Some assembly required
You’ve been around healthcare long enough to know the path to integration isn’t straightforward—any enterprise architecture diagram makes that abundantly clear. Following a roadmap will help you stand on the shoulders of those who’ve come before you:
- Define your data strategy. CRM creates, and requires, huge amounts of data. Develop a data ownership, rationalization, and warehousing strategy that unifies identifiers across platforms (five-digit zip codes or nine? Unique patient IDs from EMPI, or match on other criteria?) and structures what will happen to the data you create. And do that before you start creating.
- What goes from where to where. Your engagement platform will need information from across your ecosystem—providers, patients, medications, appointments, outstanding balances, email addresses. Map out the source systems and the destinations, whether you need to feed data real-time (API or HL7) or via batch, and whether you’ll pull from the data warehouse or directly from the source system.
- Go easy, then go hard. Build skills iteratively through progressive implementations. Start with a single call center, your provider relationship management team, or implementing basic clinical marketing before you bite off an access center transformation or advanced patient segmentation. You’ll get a better understanding of what’s possible—and how.
- Focus on your people. The success of your change management and training programs will dictate the success of your platform roll-out. Engage your teams early and often in iterative development and sprint demos. Paint a picture of why better engagement tools are critical to improve patient care.
- Think aspirationally. We often get caught in digitizing whatever workflow we had before. Remember the best customer experience you’ve had, and think about how to make your patients feel the way you did. Instead of building a better medication refill workflow, why not proactively engage patients before they need a refill?

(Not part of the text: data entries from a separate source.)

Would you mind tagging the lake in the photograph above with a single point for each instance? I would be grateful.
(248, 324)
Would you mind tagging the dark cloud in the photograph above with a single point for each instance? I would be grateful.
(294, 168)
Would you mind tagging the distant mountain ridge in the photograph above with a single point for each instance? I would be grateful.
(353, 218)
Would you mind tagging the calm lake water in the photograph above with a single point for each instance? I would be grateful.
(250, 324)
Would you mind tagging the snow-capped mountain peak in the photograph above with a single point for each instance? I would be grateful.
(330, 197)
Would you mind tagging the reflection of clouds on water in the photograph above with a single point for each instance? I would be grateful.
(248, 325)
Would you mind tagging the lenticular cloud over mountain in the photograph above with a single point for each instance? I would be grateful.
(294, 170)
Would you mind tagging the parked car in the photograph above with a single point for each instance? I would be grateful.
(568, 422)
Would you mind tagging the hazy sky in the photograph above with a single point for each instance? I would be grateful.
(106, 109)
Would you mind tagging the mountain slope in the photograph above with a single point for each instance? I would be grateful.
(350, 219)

Instead of showing a badge that your patient’s overdue for a flu shot, why not send them a map of the closest clinics to their home and let them schedule an appointment at the most convenient one?
Connecting the dots
Some of the same innovations that excite me about EHRs excite me about CRM. While Epic and Nuance are investing heavily in voice recognition and a fundamental change to documentation, Salesforce is investing in sentiment analysis and predictive actions that will help patients get better answers, faster, and with fewer hurdles. Some core functions won’t change—your clinicians will continue to document, write notes, and place orders in the EHR, and that’s the system of best fit. For engagement, relationship management, and attracting new patients (I haven’t even covered that!), a robust CRM platform presents the opportunity to make patients feel more heard, cared for, and engaged.